Refugees continued arriving in Tovarnik, and were transferred to the main registration centre in Jezevo, just east of Zagreb, police said on Wednesday.
According to information from the Ministry of the Interior, 373 refugees had been received in the Tovarnik police station by 2pm, including 225 men, 75 women and 73 children. Given the pace of their arrival, the police said it was not possible to give the precise number of refugees coming to Tovarnik.
Three buses carrying 163 refugees arrived at the Jezevo centre in the afternoon, the first one arriving there shortly before 4pm. Most of the refugees who arrived at the centre were women and children along with a few middle-aged and younger men. They all looked tired and weary.
Dr Shoukry Nizar, a Syrian employed at the Tovarnik health centre for three and a half years, is helping the police by acting as an interpreter in interviews with refugees arriving in Croatia. He told the press on Wednesday that what was happening was sad and could happen to anyone.

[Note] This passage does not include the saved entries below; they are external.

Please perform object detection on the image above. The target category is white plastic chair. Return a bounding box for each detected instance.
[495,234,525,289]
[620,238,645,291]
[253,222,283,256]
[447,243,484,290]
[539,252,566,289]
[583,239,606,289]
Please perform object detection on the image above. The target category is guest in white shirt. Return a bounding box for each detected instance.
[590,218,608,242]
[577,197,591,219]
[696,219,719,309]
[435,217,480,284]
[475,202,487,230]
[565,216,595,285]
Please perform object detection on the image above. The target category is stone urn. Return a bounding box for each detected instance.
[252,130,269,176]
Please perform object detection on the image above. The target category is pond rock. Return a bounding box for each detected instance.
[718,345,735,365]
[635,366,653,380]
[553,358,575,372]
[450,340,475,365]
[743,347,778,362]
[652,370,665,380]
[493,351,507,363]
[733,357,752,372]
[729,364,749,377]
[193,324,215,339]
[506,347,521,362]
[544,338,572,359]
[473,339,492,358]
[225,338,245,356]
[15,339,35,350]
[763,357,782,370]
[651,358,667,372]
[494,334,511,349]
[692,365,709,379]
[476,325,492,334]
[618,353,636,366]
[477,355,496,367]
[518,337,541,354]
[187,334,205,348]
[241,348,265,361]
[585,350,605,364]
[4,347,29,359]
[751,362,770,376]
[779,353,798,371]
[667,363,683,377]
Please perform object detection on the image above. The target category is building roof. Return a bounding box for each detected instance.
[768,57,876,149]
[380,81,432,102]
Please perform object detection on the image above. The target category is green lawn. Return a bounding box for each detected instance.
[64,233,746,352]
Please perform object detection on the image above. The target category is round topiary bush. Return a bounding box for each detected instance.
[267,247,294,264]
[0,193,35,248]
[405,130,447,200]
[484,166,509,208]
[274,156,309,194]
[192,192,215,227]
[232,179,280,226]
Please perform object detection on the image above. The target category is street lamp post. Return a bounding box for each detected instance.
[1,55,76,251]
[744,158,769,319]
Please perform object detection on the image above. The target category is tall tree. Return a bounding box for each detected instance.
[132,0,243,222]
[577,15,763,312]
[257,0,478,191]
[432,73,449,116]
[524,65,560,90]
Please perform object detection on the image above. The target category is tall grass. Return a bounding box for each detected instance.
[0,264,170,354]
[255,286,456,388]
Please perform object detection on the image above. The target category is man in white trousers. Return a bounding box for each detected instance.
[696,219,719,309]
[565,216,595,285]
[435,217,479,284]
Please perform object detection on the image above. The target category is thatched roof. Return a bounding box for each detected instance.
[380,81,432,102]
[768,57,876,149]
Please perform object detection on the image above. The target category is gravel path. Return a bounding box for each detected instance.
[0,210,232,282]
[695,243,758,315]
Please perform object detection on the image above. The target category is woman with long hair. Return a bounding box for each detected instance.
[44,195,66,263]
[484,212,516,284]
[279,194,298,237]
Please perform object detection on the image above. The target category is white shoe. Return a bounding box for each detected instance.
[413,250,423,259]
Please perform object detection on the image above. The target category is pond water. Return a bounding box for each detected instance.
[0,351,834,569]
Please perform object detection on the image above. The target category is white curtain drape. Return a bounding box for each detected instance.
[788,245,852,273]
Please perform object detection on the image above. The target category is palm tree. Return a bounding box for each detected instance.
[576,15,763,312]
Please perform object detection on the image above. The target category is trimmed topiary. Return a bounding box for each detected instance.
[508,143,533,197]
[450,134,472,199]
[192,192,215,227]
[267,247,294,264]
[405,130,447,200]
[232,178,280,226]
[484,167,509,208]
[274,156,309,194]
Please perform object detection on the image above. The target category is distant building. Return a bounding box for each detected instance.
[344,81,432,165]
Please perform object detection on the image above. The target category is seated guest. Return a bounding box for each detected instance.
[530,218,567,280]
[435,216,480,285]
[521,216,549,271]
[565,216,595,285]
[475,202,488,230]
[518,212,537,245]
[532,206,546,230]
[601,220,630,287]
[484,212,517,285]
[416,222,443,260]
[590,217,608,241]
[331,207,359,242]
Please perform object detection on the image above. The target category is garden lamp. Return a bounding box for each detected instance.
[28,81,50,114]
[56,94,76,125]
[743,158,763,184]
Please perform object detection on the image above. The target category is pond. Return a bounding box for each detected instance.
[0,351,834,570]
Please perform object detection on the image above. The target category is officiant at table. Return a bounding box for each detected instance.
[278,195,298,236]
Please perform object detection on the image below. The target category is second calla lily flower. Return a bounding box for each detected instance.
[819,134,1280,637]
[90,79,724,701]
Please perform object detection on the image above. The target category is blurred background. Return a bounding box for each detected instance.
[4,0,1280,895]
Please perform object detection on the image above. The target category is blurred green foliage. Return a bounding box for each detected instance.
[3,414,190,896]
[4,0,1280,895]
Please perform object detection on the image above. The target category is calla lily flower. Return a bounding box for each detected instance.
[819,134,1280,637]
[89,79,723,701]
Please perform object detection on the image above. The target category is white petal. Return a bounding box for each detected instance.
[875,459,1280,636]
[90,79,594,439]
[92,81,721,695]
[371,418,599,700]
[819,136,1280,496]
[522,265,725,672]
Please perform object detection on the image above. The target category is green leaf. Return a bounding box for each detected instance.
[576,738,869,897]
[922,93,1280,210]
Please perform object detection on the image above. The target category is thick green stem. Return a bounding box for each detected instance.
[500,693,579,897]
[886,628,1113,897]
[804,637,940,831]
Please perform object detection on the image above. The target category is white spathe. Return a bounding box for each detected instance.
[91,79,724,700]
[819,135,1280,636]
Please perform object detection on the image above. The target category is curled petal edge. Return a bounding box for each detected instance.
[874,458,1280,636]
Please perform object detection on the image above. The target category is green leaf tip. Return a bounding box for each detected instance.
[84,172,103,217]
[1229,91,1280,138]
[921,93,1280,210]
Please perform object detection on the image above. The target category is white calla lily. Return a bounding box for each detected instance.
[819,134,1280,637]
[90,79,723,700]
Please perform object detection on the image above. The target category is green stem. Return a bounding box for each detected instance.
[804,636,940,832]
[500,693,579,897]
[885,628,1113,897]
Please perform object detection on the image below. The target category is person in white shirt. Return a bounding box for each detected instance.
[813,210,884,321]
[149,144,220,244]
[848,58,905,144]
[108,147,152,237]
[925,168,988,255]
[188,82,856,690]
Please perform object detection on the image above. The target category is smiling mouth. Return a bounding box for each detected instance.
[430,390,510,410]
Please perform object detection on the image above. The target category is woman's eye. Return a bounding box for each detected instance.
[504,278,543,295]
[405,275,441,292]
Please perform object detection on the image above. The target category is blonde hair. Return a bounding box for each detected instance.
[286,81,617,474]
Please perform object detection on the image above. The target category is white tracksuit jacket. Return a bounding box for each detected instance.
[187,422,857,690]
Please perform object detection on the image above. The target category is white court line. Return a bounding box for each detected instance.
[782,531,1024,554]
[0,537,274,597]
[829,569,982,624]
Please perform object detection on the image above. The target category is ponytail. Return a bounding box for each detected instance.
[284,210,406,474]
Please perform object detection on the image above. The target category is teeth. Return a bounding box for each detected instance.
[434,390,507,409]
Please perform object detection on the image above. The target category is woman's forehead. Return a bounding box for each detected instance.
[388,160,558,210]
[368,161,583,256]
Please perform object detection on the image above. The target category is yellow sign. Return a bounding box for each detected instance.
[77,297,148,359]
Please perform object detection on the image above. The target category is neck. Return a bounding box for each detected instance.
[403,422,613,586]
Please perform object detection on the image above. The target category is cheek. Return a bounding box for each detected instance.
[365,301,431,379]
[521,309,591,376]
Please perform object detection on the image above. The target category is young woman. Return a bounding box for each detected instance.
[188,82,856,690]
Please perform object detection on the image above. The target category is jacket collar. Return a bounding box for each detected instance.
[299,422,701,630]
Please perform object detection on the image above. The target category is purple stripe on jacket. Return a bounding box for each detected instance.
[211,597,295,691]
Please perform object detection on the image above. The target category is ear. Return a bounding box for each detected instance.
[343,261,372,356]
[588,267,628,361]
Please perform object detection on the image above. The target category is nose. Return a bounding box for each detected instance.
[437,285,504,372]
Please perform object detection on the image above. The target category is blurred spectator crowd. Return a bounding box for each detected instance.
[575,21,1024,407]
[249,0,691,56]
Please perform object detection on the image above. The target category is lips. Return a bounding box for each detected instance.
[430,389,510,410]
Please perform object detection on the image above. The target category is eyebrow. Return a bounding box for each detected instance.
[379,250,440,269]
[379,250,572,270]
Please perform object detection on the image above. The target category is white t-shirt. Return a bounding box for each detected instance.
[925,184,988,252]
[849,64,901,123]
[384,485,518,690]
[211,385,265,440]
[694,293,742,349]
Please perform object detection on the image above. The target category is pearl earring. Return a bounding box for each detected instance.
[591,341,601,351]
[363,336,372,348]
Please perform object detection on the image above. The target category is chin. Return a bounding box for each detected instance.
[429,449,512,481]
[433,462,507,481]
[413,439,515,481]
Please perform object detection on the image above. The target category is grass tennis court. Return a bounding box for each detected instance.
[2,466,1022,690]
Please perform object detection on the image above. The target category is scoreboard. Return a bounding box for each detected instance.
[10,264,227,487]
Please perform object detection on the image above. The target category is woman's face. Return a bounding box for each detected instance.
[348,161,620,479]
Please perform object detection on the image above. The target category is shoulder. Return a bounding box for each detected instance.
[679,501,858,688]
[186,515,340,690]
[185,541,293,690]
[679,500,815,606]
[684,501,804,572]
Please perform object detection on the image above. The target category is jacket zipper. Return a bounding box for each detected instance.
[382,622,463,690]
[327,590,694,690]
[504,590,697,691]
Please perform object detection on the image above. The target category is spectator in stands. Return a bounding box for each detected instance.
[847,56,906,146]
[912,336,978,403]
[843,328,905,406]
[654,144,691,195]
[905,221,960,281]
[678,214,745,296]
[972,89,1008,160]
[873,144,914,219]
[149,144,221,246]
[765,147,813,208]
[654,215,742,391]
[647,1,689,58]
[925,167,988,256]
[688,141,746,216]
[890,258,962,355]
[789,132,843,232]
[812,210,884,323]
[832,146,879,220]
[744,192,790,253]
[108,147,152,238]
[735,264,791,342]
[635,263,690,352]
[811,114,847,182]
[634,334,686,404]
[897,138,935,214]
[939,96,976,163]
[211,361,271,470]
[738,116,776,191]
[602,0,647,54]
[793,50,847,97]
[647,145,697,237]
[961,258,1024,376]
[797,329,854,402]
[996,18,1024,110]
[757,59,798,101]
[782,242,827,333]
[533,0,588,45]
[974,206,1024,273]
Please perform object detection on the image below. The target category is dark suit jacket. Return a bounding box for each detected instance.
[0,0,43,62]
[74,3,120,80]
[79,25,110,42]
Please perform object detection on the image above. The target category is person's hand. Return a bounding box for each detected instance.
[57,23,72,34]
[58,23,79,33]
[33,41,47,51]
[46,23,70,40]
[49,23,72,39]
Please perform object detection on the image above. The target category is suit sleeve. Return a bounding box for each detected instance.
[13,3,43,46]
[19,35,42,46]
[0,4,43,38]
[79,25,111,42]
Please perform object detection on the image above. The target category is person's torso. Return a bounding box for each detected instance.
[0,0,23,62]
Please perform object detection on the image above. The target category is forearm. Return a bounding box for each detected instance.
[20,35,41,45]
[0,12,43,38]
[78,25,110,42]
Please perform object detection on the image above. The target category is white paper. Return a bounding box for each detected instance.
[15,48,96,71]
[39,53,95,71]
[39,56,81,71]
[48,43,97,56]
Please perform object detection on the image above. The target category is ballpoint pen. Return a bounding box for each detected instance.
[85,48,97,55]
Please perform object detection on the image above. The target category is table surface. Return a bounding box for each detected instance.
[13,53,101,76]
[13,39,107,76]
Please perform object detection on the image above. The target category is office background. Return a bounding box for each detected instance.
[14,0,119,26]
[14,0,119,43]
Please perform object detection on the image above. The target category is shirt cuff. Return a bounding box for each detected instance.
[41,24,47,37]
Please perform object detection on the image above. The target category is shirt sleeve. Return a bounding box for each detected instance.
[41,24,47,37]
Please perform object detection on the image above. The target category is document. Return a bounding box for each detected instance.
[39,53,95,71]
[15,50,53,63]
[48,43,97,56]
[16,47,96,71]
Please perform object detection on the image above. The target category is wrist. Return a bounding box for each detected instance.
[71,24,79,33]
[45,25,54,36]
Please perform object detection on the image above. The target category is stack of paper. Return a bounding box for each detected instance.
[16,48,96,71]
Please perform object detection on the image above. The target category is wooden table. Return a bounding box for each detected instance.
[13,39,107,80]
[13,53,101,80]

"I see women and children walking around hungry, sleeping rough. Everyone should respond humanely," he said. "I've told the refugees they are welcome here as human beings, without violence, that they have come to a nice country with nice people."
Dr Nizar, who is married to a Croatian and considers himself Croatian, said that along with Syrians, Afghans and Iraqis a certain number of people not speaking Arabic had also arrived, presumably people from Albania or Kosovo.